Early April manufacturing activity indicators last week pointed to a robust start to the second quarter, with data hitting record highs in the United States and signaling an end to Europe’s double-dip recession.
First-quarter U.S. gross domestic product data due later this week is likely to show activity returned to pre-pandemic levels, analysts said.
Most observers expect the Fed will stick to its pledge to keep stimulus flowing until the economy has recovered sufficiently and downplay the threat of rising inflation – any suggestion otherwise could hit market confidence sharply.

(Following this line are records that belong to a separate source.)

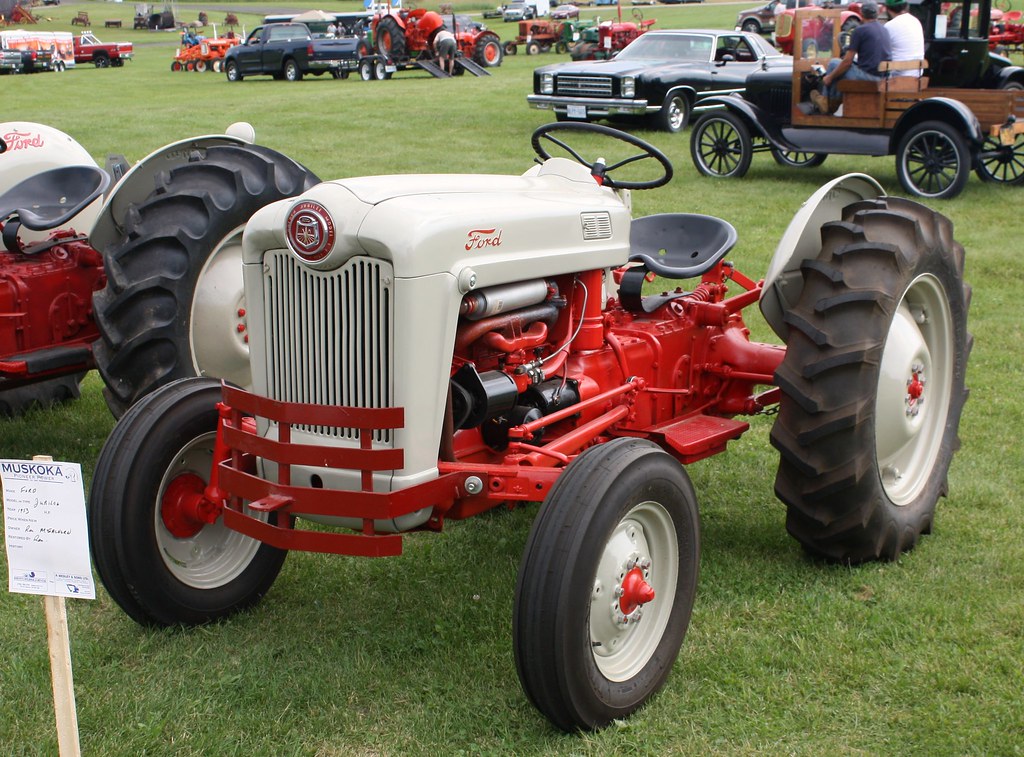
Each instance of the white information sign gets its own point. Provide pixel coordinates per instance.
(45, 529)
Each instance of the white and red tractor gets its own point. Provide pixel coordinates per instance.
(427, 347)
(132, 270)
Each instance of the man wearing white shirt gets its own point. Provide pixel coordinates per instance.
(906, 38)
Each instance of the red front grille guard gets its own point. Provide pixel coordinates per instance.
(460, 491)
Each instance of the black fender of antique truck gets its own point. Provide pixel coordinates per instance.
(760, 122)
(946, 110)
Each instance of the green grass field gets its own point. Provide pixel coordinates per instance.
(413, 655)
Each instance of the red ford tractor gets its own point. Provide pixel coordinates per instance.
(407, 36)
(425, 348)
(141, 278)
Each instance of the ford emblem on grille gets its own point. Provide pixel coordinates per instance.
(310, 230)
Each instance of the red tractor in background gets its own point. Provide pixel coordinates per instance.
(603, 41)
(406, 38)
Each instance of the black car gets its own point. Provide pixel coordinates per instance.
(662, 76)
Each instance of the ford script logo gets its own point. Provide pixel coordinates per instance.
(310, 230)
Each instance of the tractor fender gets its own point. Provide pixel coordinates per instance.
(137, 183)
(802, 241)
(28, 149)
(947, 110)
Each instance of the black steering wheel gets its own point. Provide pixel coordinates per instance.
(599, 170)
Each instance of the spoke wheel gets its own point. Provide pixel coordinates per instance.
(1001, 163)
(933, 161)
(872, 382)
(721, 145)
(606, 584)
(156, 554)
(795, 159)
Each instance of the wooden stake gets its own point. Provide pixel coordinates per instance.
(64, 681)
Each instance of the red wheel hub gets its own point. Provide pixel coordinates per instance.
(636, 591)
(184, 507)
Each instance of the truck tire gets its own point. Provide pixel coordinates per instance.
(173, 303)
(488, 52)
(872, 382)
(390, 39)
(933, 161)
(1001, 163)
(590, 645)
(796, 159)
(160, 566)
(720, 145)
(42, 393)
(291, 71)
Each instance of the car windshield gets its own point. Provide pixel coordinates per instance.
(696, 47)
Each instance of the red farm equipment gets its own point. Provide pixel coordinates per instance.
(426, 347)
(539, 35)
(406, 37)
(203, 53)
(1007, 35)
(608, 38)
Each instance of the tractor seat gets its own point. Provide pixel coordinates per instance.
(673, 246)
(52, 198)
(680, 245)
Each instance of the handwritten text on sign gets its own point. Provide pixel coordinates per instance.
(45, 529)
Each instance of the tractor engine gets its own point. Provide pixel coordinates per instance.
(46, 301)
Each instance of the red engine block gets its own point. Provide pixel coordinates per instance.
(46, 300)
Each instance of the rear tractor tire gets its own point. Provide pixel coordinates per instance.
(872, 382)
(160, 563)
(173, 305)
(606, 584)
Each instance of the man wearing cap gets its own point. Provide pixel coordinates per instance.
(868, 47)
(906, 38)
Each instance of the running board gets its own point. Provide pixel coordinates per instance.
(472, 67)
(431, 68)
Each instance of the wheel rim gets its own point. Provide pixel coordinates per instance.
(914, 386)
(796, 159)
(1008, 163)
(932, 162)
(719, 148)
(215, 554)
(626, 624)
(676, 114)
(217, 322)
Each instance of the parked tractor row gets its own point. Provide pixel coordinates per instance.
(326, 367)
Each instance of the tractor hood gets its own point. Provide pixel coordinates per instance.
(554, 219)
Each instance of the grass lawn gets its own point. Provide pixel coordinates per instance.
(924, 656)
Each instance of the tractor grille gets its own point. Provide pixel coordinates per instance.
(584, 86)
(329, 336)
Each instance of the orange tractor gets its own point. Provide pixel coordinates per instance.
(203, 54)
(406, 37)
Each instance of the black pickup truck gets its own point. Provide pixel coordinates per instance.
(290, 51)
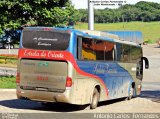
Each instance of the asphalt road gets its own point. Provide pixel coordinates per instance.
(147, 102)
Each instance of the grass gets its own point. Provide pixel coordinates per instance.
(150, 30)
(7, 82)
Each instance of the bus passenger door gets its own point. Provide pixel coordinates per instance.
(139, 70)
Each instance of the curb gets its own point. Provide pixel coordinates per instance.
(7, 90)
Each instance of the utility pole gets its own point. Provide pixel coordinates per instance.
(90, 15)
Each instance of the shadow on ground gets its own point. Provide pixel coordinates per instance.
(153, 95)
(54, 107)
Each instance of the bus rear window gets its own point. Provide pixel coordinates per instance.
(45, 40)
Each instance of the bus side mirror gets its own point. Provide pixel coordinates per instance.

“The FOMC policy decision should be boring as policymakers are widely expected to keep policy steady while committing to no changes over interest rates or asset purchases,” said Edward Moya, senior market analyst at OANDA in New York.
The dollar rose from an eight-week low against the euro on Monday, with investors consolidating positions ahead of the Federal Reserve’s monetary policy meeting this week.
The dollar index, which tracks the greenback versus a basket of six currencies, fell 0.025 points or 0.03 percent, to 90.834.
Bitcoin rose 10.5% on reports that JPMorgan Chase is planning to offer a managed bitcoin fund.
The cryptocurrency had slumped almost a fifth from its all-time high hit earlier this month.
Government bond yields rose as investors dumped safer assets.
Yields on U.S. Treasury benchmark 10-year notes last fell 1/32 in price to yield 1.5684%, from 1.567% late on Friday.
In commodities, U.S. crude futures settled at $61/91 per barrel, down 0.37%. Brent futures settled at $65.65 per barrel, down 0.70%.
Spot gold added 0.2% to $1,780.16 an ounce. U.S. gold futures settled 0.1% higher at $1,780.10 an ounce.